Następnego dnia, obudziło mnie wpadające do pokoju słońce. Gawin nie odezwał się od wczoraj, ani razu, a ja sama bałam się, zrobić to pierwsza. Musiałbym przyznać wtedy, że moja matka faktycznie chce, abym wyszła za wspomnianego wczoraj Conall'a.
Cholerny świat!
Czasem żałowałam, że nie urodziłam się o klasę niżej. Może nie miałabym sprzątaczki, ale przynajmniej mógłbym być z kim, tylko mi się podoba. Nie znałam w prawdzie etykiety Gawina, ale z jego zaszokowanej miny, kiedy usłyszał o zaaranżowanym małżeństwie, łatwo mogłam wywnioskować, że u nich czegoś takiego nie ma. A może po prostu nie jest, aż tak narzucone, jak u nas.

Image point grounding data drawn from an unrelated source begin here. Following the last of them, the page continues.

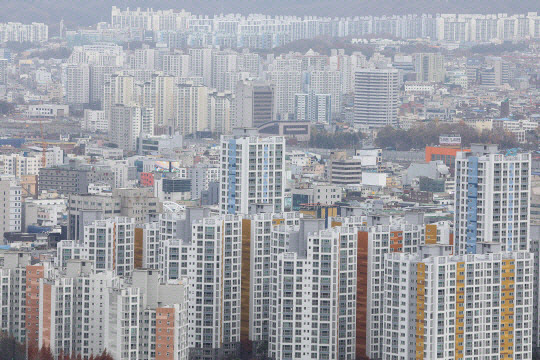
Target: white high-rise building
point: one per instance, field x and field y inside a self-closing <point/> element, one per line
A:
<point x="381" y="235"/>
<point x="191" y="108"/>
<point x="286" y="84"/>
<point x="223" y="63"/>
<point x="253" y="104"/>
<point x="176" y="65"/>
<point x="313" y="308"/>
<point x="10" y="206"/>
<point x="492" y="199"/>
<point x="151" y="239"/>
<point x="143" y="318"/>
<point x="77" y="84"/>
<point x="163" y="88"/>
<point x="264" y="231"/>
<point x="110" y="244"/>
<point x="95" y="120"/>
<point x="328" y="82"/>
<point x="376" y="97"/>
<point x="252" y="171"/>
<point x="3" y="71"/>
<point x="118" y="89"/>
<point x="208" y="250"/>
<point x="201" y="64"/>
<point x="315" y="108"/>
<point x="98" y="75"/>
<point x="220" y="112"/>
<point x="452" y="307"/>
<point x="429" y="67"/>
<point x="126" y="123"/>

Cały dzień chodziłam, jak struta. Nie tknęłam śniadania, a potem obiadu. Matka i ojciec kompletnie nie zwracali na mnie uwagi, a ja nie szukałam jej z ich strony. Dobrze mi było samej ze swoim smutkiem.
Wieczorem zajrzała do mnie Cam. Chyba była to jedyna osoba na ziemi, do której moi rodzicie nic nie mieli. Należała do naszej grupy klasowej i jak przystało na dobrze wychowaną, młodą damę, zawsze uprzejmie się do nich odnosiła. Zazdrościłam jej tej wytrwałości.

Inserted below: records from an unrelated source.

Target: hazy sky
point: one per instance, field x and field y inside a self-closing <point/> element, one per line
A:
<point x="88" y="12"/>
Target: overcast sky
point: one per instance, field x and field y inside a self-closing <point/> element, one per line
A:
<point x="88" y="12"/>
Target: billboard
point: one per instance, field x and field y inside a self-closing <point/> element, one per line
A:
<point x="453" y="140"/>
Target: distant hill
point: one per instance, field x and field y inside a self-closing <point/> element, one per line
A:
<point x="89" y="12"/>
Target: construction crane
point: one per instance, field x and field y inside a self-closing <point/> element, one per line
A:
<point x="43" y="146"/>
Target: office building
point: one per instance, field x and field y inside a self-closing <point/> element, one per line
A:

-Dobry wieczór! - Zawołała, przechodząc obok salonu.
No i się zaczęło.
Moja matka zerwała się na równe nogi i niemal biegnąc w naszą stronę, niby wielce uradowana z wizyty Cam, uściskała jej dłoń.
-Camilio! Jak się cieszę! Czy Lana, powiedziała ci już o swoim narzeczonym?
Dziewczyna spojrzał na moją rodzicielkę, zupełnie tak, jakby ta, urwała się z choinki.
Odchrząknęłam, rzucając jej błagalnie spojrzenie. Oczywiście zrozumiała od razu. Przełknęła ślinę i opanowując się, przybrała na usta szeroki uśmiech.
-Jasne! - Kłamała, jak z nut. - Przyszłam właśnie z nią o tym porozmawiać.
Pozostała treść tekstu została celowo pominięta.